I’ve spent the majority of my almost 23 years of life being encouraged to un-busy my schedule. I am both a dreamer and a do-er at heart–I guess it is both my strength and weakness. Sometimes busy-ness can have its benefits. And my first day home in Redmond with my family, I reaped the benefits of the proceeding semi-hectic week. In the midst of my full schedule I didn’t really have a chance to form any expectations of what it would be like to come home after 6 months away. I think this was a blessings in disguise. When I arrived home Saturday evening I was met by my entire immediate family in our snow covered home. I kind of felt like I was living in a Christmas card. I went and saw my Grandparents who live next door. We made dinner together. Went to listen to my brother play guitar at Starbucks. Came home to decorate the Christmas tree (with Christmas music, of course).
I think if I had formed grandiose expectations for my first night home I may have missed the blessings of this evening. My family isn’t perfect. An outsider looking in may beg to differ, but trust me we’re not. We have our dysfunctions, our pain, and at times our passive aggressive behavior. And those are the details only worth noting in blog-world.

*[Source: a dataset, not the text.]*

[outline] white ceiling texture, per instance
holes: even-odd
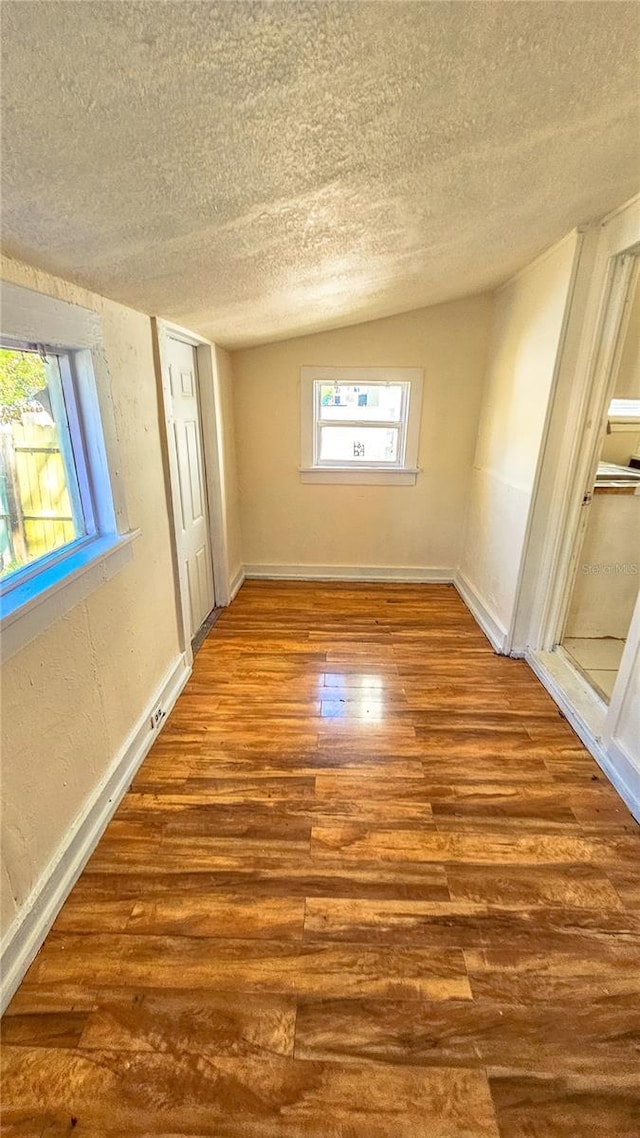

There are two things that I realized that do make our six-some unique: intentionality and grace. Saturday evening each one of us was intentional to be in the same place. Not just the same location, but the same moment. There was an intentionality in each of our hearts that evening to be together. We joined in decorating with ornaments created in our 1st grade classes (trust me, these are not as cute as they may sound), entertaining my dear mom’s 100+ picture-taking craze, and belting Amy Grant’s “Rockin’ Around the Christmas Tree” (oh, wait…that was just me).

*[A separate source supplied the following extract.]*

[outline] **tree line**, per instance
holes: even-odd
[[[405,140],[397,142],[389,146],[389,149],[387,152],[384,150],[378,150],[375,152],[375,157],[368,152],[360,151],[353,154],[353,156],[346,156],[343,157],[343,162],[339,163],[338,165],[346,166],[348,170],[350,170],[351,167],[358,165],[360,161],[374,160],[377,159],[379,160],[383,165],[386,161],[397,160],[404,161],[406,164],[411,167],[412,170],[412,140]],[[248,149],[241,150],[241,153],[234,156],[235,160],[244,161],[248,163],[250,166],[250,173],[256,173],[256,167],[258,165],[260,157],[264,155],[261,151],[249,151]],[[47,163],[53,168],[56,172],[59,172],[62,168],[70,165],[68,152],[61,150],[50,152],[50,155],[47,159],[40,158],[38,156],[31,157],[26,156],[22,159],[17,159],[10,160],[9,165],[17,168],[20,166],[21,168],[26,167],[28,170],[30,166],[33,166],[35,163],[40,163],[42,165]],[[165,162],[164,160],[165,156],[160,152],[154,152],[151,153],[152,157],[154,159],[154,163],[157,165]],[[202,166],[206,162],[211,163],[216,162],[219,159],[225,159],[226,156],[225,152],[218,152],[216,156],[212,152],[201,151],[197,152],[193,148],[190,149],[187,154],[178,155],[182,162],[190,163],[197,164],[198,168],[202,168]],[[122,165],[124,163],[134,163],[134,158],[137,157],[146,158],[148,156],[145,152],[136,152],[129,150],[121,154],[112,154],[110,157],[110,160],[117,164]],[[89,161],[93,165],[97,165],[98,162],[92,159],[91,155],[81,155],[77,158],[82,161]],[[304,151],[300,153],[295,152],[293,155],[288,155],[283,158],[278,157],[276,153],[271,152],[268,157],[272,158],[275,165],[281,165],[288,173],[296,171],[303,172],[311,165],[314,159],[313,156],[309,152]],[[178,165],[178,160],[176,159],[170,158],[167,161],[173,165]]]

Such intentionality has not always been a part of our gatherings. Well, I can speak for myself anyway–it has not regularly been a part of my time with family. Maybe it is what happens when a member of the family moves 3,000 miles away or maybe there is something more. While the distance surely has played its part, I think there is a greater factor involved. Grace. I know I talk about it a lot, but it is what truly defines my life. Like I said, my family is not perfect (far, far from it). But in the midst of our imperfections, our heartache, our pain we have experienced God’s grace and have chosen to give grace to one another. This culture of grace giving has blossomed–and I think it created the atmosphere this snowy December evening for us to grow deeper in relationship with one another.
I know this season has both inexplicable pain and joy for many. While this year may seems to be the latter for me, it hasn’t always been. But my hope and prayer for both my family and yours is that you would give each other the greatest gift I’ve ever received–grace. Be intentional to be present, to embrace the moment, and to be together.
Oh, and laugh.
I know, I know, I’m not a “cat-person,” but my parent’s cat Mogli is a different one. Isn’t he cute?
The first time in awhile my dad chose to forgo the Charlie Brown Christmas tree…I love it! (Oh, and him, too!)